Nabia Farm Mushrooms and Calamari, lemon myrtle, egg yolk
Little Hill Farm Chicken, gramma pumpkin, mussels, marigold

The chicken. Oh the chicken. I always think it’s a brave thing when a restaurant features chicken on their menu. Not that I don’t like chicken, but I think it can be quite a plain meat that can risk being dry and boring, and it takes effort to flavour it well. Or it could also just be an exercise in showing off sous vide skills (just sayin…). When it does appear on a tasting menu though, I can’t help but get a little excited because my previous experiences have often shown that chicken can be a highlight because it does take effort (I’m sometimes wrong). Thankfully I wasn’t disappointed – the chicken was super flavorful, served two ways as a tender cut portion and a crumbed (dark meat?) medallion. Both were delicious with the sweetness of the pumpkin and mussels. Even Y, not a fan of mussels couldn’t fault the dish.

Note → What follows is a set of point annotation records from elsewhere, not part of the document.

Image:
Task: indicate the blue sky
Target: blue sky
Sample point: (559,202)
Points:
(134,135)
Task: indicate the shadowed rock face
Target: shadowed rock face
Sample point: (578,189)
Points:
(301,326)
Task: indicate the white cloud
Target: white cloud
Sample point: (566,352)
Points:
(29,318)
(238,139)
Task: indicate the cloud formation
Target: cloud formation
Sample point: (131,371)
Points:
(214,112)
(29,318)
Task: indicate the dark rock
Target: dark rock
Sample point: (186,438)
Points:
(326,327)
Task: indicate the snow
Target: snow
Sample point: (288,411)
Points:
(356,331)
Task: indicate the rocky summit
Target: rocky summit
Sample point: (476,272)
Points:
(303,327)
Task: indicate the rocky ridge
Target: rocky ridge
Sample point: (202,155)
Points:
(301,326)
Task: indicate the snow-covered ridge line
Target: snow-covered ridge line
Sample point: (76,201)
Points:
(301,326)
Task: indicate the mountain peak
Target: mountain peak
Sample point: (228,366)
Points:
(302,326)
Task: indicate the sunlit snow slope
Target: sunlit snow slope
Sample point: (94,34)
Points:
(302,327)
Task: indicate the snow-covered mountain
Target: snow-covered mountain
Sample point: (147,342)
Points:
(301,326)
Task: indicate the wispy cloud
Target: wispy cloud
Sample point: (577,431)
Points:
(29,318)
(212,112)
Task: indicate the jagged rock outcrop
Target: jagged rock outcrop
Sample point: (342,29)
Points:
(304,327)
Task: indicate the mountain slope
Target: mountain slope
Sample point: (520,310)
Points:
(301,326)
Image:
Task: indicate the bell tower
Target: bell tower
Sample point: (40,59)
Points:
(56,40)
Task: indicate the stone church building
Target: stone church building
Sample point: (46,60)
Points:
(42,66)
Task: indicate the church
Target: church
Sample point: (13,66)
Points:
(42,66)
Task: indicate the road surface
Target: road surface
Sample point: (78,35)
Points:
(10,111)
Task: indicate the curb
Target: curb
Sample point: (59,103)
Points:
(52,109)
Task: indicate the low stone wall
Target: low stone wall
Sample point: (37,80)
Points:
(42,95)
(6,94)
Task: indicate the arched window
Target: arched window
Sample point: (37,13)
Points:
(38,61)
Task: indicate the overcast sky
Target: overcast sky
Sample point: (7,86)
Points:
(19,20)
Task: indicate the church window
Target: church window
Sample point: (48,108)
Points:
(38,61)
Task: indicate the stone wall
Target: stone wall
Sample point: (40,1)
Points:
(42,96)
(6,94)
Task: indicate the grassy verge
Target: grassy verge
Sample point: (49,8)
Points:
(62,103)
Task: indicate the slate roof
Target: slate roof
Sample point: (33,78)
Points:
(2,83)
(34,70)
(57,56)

I’m afraid I didn’t get a good shot of the next course, a Pinnacle Meats wagyu dish served with mustard, red cabbage, black garlic. Well marbled and flavorful but a little gristle, so not my favourite of the night. Palette cleansers followed in the form of a fermented honey … shot? Refreshingly unique.

Sweets were interesting. Anyone who knows me, knows I’m more of a savoury person, so in some ways these desserts leaned more into my wheelhouse. The nuttiness of the brown butter ice cream with the apples and saltbush was delicious. And the savoriness of the licorice carrot with the chocolate was really unique – an interesting mouthfeel (yep…) of the dense carrot with the cool ice cream and custard. I personally would have liked some more texture to these desserts, but that’s just me and I can’t fault the flavours.

Native Apples and Brown Butter Ice Cream, pepper berry, saltbush
Carrot and Chocolate, buttermilk, anise

All in all, it was a really great EXPerience. There was a nice flow to the menu and while not all the dishes stood out to me, I think the restaurant offers a really unique and refreshingly modern menu to the Hunter that I can’t compare to anything else in the region. Their focus on local ingredients is inspiring and will ensure an interesting seasonal menu – this and their talented team leave me curious enough to come back and hopefully explore their menu again next time we’re in the region. 💛


EXP. Restaurant
Oakvale Winery, 1596 Broke Road, Pokolbin NSW

EXP.erience tasting for $110 per person.